En combinaison le cas échéant avec un allotissement des besoins, il ne faut pas perdre de vue non plus que les acheteurs, pour les travaux, fournitures et services récurrents, peuvent recourir aux accords-cadres multi-attributaires. La multi-attribution, en cas de concurrence entre l’offre locale et l’offre nationale ou internationale, est de nature à laisser à la première une possibilité d’accès à la commande publique.

5 – Affiner des critères de sélection des offres et leur pondération

Les critères d’attribution du marché public doivent être en lien avec son objet et/ou ses conditions d’exécution. L’implantation locale peut être une condition d’exécution du marché  et, le cas échéant, un critère d’attribution seulement si cette implantation locale s’impose au vu des contraintes de service public. En dehors cette hypothèse, s’il n’est pas interdit de valoriser l’offre d’un candidat en raison de son implantation locale par les critères de jugement des offres, le respect du principe de l’égalité de traitement entre les candidats ne doit pas, à l’inverse, conduire, au travers de la méthode de notation, à dévaloriser l’offre de ceux qui ne sont pas implantés localement.

A titre d’exemple, si la fixation d’un délai maximum d’exécution trop bref au regard des contraintes objectives de service, il n’est en revanche pas interdit au pouvoir adjudicateur de juger de la crédibilité des engagements pris par un soumissionnaire pour respecter un délai sur lequel il s’engage. Dans ce contexte, il est loisible à tous les opérateurs, locaux comme nationaux, d’avancer leurs moyens en la matière éventuellement en lien avec leur localisation.

Par ailleurs, dans le respect de l’article 62 du décret, l’acheteur peut prendre en compte la qualité des produits au titre des critères de jugement des offres. Dans ce cadre, il peut juger de la fraîcheur de denrées alimentaires, de l’esthétisme des matériaux locaux utilisés pour l’architecture locale, la connaissance économique du territoire pour un service… L’article 30 permet aussi de recourir à des « objectifs de développement durable ». En revanche, la mise en œuvre d’un critère de performance environnementale n’est pas une mince affaire. L’attention de l’acheteur doit être focalisée sur le mode d’emploi, la grille d’analyse du critère et un effort tout particulier devra être fourni pour établir les modalités de mise en œuvre du critère.
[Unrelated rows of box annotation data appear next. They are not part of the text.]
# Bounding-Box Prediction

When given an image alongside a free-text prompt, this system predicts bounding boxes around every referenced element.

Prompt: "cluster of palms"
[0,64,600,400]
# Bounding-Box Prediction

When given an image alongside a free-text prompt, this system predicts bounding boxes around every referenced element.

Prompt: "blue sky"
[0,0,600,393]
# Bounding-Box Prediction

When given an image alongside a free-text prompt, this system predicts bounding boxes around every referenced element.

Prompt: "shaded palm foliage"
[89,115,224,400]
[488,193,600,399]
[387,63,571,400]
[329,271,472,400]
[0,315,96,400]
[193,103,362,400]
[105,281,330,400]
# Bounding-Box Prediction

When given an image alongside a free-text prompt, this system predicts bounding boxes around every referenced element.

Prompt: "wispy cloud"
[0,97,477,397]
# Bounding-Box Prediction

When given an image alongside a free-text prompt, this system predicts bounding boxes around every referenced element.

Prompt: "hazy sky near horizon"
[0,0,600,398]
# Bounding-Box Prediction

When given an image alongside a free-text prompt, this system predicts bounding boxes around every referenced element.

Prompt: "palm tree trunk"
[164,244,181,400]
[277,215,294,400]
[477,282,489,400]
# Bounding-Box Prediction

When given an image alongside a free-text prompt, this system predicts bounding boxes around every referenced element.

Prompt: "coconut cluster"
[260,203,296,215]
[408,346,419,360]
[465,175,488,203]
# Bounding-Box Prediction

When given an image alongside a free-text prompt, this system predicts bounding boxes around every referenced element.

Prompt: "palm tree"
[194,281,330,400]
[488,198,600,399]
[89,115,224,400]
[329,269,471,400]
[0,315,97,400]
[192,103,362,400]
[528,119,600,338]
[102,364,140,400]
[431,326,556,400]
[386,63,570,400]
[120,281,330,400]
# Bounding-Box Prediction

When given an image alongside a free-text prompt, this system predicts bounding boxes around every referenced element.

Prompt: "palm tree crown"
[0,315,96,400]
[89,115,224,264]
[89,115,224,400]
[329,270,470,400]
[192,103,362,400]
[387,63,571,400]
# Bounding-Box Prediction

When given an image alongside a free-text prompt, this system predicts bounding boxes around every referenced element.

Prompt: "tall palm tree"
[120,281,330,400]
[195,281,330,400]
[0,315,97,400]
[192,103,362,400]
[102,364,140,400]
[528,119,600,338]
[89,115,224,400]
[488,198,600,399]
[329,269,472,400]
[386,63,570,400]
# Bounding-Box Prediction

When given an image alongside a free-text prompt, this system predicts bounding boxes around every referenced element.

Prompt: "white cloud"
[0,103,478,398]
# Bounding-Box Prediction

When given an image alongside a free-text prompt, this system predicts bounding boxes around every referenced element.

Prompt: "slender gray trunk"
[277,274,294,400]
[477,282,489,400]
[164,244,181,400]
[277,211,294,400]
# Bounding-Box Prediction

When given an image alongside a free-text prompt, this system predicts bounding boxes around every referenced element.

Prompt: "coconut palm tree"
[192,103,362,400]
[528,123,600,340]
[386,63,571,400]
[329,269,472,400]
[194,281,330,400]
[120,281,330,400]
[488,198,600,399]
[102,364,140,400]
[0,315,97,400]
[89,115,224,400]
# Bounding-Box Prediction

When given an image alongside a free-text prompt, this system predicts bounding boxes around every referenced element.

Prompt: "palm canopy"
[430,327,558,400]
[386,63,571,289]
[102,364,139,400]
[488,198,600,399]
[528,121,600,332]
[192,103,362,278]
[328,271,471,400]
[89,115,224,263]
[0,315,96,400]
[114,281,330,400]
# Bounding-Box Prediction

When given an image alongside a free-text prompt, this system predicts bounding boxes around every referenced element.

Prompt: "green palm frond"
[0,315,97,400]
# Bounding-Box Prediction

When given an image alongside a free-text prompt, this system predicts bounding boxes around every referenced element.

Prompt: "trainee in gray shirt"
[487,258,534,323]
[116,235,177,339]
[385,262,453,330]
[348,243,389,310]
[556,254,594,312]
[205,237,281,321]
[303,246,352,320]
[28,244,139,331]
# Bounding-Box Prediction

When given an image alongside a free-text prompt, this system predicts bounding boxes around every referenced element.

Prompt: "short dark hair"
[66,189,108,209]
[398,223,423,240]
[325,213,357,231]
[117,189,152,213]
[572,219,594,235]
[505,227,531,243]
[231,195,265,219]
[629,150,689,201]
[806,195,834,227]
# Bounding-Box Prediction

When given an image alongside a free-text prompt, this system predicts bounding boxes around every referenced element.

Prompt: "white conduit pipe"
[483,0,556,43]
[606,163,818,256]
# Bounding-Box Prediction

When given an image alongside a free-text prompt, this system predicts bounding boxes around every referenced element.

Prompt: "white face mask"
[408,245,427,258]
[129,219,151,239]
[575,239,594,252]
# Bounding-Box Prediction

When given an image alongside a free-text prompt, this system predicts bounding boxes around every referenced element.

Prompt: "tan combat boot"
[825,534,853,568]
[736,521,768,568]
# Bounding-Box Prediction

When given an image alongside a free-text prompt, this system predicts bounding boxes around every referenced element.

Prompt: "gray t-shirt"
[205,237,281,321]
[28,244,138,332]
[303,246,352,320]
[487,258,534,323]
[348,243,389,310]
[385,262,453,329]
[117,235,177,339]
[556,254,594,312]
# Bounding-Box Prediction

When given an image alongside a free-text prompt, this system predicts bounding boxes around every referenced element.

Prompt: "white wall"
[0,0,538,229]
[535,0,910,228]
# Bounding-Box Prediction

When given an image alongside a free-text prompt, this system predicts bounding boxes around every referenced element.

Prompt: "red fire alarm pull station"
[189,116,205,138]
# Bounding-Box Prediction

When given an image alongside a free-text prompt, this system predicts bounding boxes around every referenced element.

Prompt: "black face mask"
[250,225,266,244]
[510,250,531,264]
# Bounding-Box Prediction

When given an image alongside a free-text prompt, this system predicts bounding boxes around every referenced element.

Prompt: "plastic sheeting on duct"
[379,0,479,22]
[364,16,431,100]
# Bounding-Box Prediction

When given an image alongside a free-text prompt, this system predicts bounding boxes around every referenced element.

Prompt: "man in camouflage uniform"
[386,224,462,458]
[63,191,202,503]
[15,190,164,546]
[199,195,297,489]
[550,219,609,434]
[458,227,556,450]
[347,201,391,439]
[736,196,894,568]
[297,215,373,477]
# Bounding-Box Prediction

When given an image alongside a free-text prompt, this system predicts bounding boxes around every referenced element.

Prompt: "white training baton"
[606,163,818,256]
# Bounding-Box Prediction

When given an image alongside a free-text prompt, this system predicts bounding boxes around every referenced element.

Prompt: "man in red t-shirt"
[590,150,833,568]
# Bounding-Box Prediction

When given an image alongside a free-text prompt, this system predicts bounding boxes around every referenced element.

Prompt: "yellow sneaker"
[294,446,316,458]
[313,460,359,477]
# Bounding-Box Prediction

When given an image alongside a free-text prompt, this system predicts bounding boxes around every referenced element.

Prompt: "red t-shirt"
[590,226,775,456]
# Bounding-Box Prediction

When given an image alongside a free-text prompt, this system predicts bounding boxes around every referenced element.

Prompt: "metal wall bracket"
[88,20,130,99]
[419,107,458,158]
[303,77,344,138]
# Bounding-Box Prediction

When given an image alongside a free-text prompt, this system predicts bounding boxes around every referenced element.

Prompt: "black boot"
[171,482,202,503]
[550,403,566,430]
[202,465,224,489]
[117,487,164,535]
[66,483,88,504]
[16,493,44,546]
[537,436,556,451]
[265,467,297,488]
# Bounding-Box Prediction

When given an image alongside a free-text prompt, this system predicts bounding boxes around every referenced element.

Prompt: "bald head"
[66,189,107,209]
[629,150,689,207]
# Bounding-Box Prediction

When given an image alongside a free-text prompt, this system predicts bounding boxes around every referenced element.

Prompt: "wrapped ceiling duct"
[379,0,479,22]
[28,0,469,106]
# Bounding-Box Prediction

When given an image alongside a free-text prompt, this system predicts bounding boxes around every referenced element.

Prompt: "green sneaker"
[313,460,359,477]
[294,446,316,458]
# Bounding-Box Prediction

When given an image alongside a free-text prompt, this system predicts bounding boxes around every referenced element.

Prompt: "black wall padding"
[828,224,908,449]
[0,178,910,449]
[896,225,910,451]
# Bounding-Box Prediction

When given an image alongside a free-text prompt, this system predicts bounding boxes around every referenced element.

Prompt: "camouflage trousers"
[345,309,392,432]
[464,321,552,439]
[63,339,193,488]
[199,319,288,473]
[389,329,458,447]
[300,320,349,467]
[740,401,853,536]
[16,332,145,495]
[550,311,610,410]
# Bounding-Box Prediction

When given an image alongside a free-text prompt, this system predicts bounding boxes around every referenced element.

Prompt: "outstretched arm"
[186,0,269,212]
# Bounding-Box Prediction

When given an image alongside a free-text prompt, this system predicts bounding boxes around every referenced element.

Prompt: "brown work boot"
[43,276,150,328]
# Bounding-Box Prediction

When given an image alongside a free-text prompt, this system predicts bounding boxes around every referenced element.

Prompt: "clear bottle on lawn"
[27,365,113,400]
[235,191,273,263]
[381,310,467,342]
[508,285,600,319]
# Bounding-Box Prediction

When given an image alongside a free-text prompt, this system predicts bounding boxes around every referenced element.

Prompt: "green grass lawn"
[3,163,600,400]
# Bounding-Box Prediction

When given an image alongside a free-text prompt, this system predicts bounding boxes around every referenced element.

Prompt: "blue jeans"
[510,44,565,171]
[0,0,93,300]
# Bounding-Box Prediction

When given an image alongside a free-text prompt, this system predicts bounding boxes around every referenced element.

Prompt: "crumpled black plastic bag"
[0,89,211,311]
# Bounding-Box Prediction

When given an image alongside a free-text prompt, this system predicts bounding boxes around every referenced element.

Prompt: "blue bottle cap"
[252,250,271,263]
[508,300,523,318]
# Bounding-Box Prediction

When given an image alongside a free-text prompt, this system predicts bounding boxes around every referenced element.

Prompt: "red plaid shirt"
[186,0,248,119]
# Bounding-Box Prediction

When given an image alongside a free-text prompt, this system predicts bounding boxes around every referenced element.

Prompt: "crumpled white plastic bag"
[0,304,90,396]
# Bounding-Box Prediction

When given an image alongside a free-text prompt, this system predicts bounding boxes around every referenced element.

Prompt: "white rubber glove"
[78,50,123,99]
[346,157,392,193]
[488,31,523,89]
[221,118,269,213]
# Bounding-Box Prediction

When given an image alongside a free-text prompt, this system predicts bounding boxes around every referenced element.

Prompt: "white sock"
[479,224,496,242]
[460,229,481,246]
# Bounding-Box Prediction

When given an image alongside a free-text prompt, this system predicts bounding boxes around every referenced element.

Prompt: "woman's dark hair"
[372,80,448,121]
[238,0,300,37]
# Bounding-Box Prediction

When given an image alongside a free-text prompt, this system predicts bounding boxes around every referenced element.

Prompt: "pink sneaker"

Enfin, l’article 62 du décret laisse aux acheteurs non seulement la liberté de choisir les critères d’attribution du marché mais également d’en déterminer leur pondération, pour autant qu’ils permettent une évaluation synthétique des critères retenus afin d’identifier l’offre économiquement la plus avantageuse (CJCE, 4 décembre 2003, EVN AG et Wienstrom, aff. C-448/01). S’il est constant que l’offre locale à un niveau de qualité identique ou supérieur souffre d’un coût de production (et donc de prix) plus important que l’offre nationale ou internationale, l’acheteur public sera bien avisé d’adapter la pondération des critères de jugement des offres en conséquence en ne faisant pas du « prix » l’élément déterminant de choix.